Nowadays, with more and more companies moving to the externalized cloud services, SLA’s have became more and more important. If we follow the ITIL guidance, SLA’s are, among other things, a way of transferring the risk to the provider, so you get free of risk. Is that true? Is this the way of current SLA’s are written?
In this post I will cover the common SLA and provide some comments about how it should be.
The Objective of an SLA
An SLA is a Service Level Agreement (if you don’t know it by now, think about what are you doing!). That is, a Service Level definition with a particular emphasis on prices and penalties about the final Service Level provided. What are the objectives of an SLA:
- A statement of the expectation of both customer and provider, so both understand each other and an agreement point is met.
- An incentive to the provider, so it will try to fulfill the agreement.
- A risk transfer, so the losses derived from a bad service are covered.
In fact, when you select a provider, you trust in its responsibility and way of doing. That is, you trust that it will try to fulfill the agreement, no matter if it is involved an SLA or not. So the second objective is the less important of all.
The current SLA philosophy
I can state that there is no CIO that plans to contract an externalized service without signing an SLA. But, what is an SLA? Again the same question, but a different answer. An SLA is a reason to make think the CIO that he’s under control. Let him sleep at night, thinking that the provider is under his dominion. But an SLA is really pre-agreement for the case of a service loss of level. That is, defines the compensation for this loss.
Nowadays the cost of a service is normally a reduced part of the benefit that is provided to the customer. Or seen from another point of view, it is only a part of the cost of an outage or the temporal lack of service. Think about it, What is the monthly cost of an externalized messaging service?. What is the cost of loosing one day of this service? It obviously depends on the organization, but normally the cost of one day without email is much greater than the cost of the service one month.
So, returning to the first paragraph of this point, an SLA is a reduced compensation in case of a loss of service. It won’t compensate the customer losses.
For instance, I remember some years ago about contracting a hosting+admin service. The cost of the contracted service was less than 1 % of the total cost of the service that was hosted and that we provided to another customer, a booking web site. If asked the hosing service an aggressive SLA, with a 50% of penalty for an outage of more than 4 hours. The provider agreed (after a little increase of the cost) and I was very happy, since I think that the risk of the outage was covered. We had an agreement with our customers that a lack of the service implies a reduction in the month pay, proportional to the double of the duration and the month duration. Than means a 3 days outage, in a 30 days months, means a 20% reduction of the cost. I implicitly though that I was completely covered. 4 hours / 50 %, in front of 1 day / 6 %. I discovered how wrong I was when a Sunday morning the RAID controller crashed. The emergency team of our admin service went, just to discover that they run out the replacement stock for this RAID controller. So until monday the service was out. Then the nightmare started:
- First, when I recalled the reduction of the payment for the next month, the provided argued that an lack of a replacement was a justified cause and the outage couldn’t be considered as a SLA breach. Finally they accepted, but after a lot of hours of telephone conversations.

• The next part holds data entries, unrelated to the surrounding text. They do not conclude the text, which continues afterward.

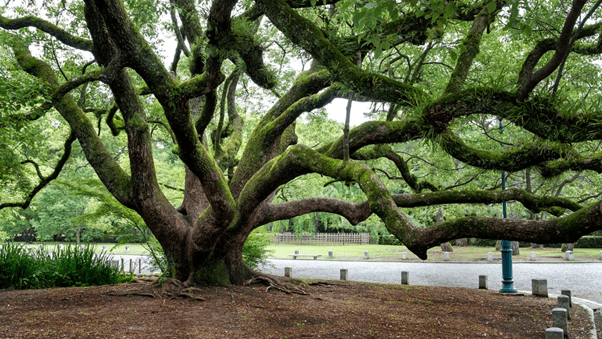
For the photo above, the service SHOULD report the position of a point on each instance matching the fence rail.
(323, 238)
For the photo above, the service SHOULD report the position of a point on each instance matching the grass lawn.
(394, 253)
(376, 252)
(135, 249)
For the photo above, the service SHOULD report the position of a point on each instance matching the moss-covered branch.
(47, 27)
(529, 79)
(511, 160)
(45, 180)
(308, 36)
(471, 45)
(385, 151)
(112, 175)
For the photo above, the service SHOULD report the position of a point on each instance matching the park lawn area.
(394, 253)
(135, 249)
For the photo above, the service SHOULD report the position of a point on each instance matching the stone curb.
(586, 305)
(484, 262)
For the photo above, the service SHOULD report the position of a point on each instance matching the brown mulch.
(330, 310)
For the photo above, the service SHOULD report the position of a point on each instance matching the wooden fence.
(323, 238)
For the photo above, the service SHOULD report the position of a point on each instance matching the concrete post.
(405, 280)
(563, 302)
(343, 274)
(559, 320)
(539, 287)
(568, 293)
(554, 333)
(482, 282)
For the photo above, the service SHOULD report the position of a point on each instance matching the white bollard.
(405, 278)
(554, 333)
(568, 294)
(539, 287)
(559, 320)
(563, 302)
(482, 282)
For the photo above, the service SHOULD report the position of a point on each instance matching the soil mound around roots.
(329, 310)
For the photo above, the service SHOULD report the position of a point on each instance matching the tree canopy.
(204, 145)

- Second, the 50% reduction, was less than a quarter of the 6 % reduction given to the customer.
- Third, our reputation suffered. A Sunday down in high-season is just non acceptable.

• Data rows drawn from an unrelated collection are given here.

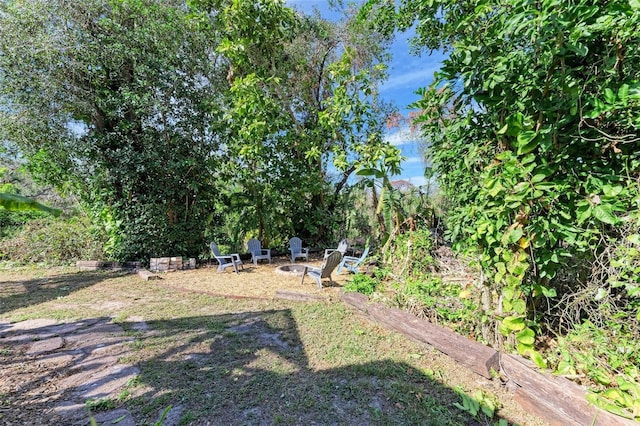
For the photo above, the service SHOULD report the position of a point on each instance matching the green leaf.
(526, 337)
(603, 213)
(17, 203)
(609, 96)
(367, 172)
(514, 322)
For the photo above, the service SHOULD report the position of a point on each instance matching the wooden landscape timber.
(554, 399)
(94, 265)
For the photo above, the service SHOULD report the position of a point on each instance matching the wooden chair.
(257, 252)
(226, 260)
(297, 251)
(352, 262)
(343, 245)
(323, 271)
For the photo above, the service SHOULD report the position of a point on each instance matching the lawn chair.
(296, 249)
(257, 252)
(343, 245)
(324, 271)
(352, 262)
(226, 260)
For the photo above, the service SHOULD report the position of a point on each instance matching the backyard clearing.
(109, 345)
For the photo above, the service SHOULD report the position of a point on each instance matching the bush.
(361, 284)
(54, 242)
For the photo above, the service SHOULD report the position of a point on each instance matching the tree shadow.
(247, 368)
(252, 368)
(24, 293)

- Fourth, the customer claimed that the 6 % of reduction can’t be compared to the revenue of the system on a Sunday. So the customer felt deceived.
So, returning to the main topic, the standard SLA doesn’t cover you of a loss. So the risk transfer is not achieved. That’s the rationale behind the last part of the joke “Five Managers Went to a Safari and…”, where the Service Level Manager offered a compensation of paying a coffee in exchange of a possibility of die of starving in the middle of the desert.
What should be an SLA
We have talked about what is an SLA, and what isn’t. But what should be. It should be a risk transfer. The provider must be compromised to the required level to fulfill the agreement. And that means that your expected losses in an outage must be the expected losses of the provider. This is the only way where the provider can understand how important is it.
Of course if a company accepts this level of penalty, the cost of the service will increase, because he will increase the reliability and availability level of its service. But that is exactly what we want.
Ok, that’s the way it should be, but… be realistic, it’s difficult (not to say impossible) to find a provider that accepts this kind of agreement.
What should you do
You must assess the risk of your service with the current SLA. Don’t forget that the SLA is not a risk container, is just a pressure measure to the provider. So you must consider alternative security controls to guarantee the service level and the business continuity in case of disaster. That could include redundant contracts, audit of the provided service or contracting an assurance.